INTIAL PUBLIC OFFER (IPO) METHOD
The public issue made by a corporate entity for the first time in its life is called 'Initial Public Offer'(IPO). Under this method of marketing, securities are issued to successful applicants on the basis of the orders placed by them, through their brokers. When a company whose stock is not publicly traded wants to offer that stock to the general public, it takes the form of 'Initial Public Offer'. The job of selling the stock is entrusted to a popular intermediary, the underwriter. An underwriter is invariably an investment banking company. He agrees to pay the issuer a certain price for a minimum number of shares, and then resells those shares to buyers, who are often the clients of the underwriting firm. The underwriters charge a fee for their services. Stocks are issued to the underwriter after the issue of prospectus which provides details of financial and business information as regards the issuer. Stocks are then released to the underwriter and the underwriter releases the stock to the public. The issuer and the underwriting syndicate jointly determine the price of a new issue. The approximate price listed in the red herring (the preliminary prospectus – often with words in red letters which say this is preliminary and the price is not yet set) may or may not be close to the final issue price. IPO stock at the release price is usually not available to most of the public. Good relationship between the broker and the investor is a prerequisite for the stock being acquired. Full disclosure of all material information in connection with the offering of new securities must be made as part of the new offerings. A statement and preliminary prospectus (also known as a red herring) containing the following information is to be filed with the Registrar of Companies:
1. A description of the issuer’s business
2. The names and addresses of the key company offers, with salary and a 5 year business history on each
3. The amount of ownership of the key officers
4. The company’s capitalization and description of how the proceeds from the offering will be used and
5. Any legal proceedings that the company is involved in. Applications are made by the investors on the advice of their brokers who are intimated of the share allocation by the issuer. The amount becomes payable to the issuer through the broker only on final allocation. The allotment is credited and share certificates delivered to the depository account of the successful investor.
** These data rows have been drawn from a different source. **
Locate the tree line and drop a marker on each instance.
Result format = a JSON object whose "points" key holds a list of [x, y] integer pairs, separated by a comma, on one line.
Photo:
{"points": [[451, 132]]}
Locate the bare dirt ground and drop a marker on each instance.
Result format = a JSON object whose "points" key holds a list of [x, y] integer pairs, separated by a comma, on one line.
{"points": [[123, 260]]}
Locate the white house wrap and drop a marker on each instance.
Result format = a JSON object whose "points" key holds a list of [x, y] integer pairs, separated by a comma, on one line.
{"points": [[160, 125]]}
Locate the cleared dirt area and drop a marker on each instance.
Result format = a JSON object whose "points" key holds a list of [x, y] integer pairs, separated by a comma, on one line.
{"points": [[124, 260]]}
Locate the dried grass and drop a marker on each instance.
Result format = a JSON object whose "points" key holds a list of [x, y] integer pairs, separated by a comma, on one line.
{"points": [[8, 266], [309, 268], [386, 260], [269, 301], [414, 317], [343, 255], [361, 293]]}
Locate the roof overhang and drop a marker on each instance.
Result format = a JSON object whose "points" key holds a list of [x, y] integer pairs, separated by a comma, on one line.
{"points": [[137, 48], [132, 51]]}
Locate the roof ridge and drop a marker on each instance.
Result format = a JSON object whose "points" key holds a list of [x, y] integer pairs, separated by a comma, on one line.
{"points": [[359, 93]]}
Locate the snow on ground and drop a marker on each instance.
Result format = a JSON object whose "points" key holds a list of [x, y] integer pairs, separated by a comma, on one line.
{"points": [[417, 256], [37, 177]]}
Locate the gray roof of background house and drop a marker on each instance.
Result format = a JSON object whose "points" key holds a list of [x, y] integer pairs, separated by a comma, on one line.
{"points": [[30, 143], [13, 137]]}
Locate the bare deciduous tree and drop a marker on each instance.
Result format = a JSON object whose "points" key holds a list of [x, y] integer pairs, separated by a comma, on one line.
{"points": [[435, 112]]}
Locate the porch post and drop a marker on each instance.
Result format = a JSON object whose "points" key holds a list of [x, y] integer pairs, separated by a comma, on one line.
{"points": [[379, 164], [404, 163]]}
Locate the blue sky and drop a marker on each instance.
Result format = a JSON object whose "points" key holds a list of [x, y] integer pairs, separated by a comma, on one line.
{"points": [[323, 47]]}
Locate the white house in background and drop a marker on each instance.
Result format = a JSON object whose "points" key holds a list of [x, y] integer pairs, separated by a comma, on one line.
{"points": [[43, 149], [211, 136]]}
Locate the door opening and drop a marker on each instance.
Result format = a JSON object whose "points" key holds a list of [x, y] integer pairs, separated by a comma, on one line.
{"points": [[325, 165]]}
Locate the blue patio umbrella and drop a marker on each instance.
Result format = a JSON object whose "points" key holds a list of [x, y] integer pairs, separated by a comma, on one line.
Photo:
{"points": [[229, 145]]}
The essential steps involved in this method of marketing of securities are as follows:
a. Order Broker receives order from the client and places orders on behalf of the client with the issuer.
b. Share allocation: The issuer finalizes share allocation and informs the broker regarding the same. c. The client: The broker advises the successful clients of his share allocation Clients then submit the application forms for shares and make payment to the issuer through the broker.
d. Primary issue account: The issuer opens a separate escrow account (primary issue account) for the primary market issue. The clearing house of the exchange debits the primary issue account of the broker and credits the issuer’s account.
e. Certificates: Certificates are then delivered to investors. Otherwise depository account may be credited. The biggest advantage of this method of marketing of securities is that there is no need for the investors to part with the money even before the shares are allotted in his favor. Further, the method allows for elimination of unnecessary hassles involved in making a public issue. Under the regulations of the SEBI, IPOS can be carried out through the secondary market and the existing infrastructure of stock exchanges can be used for this purpose.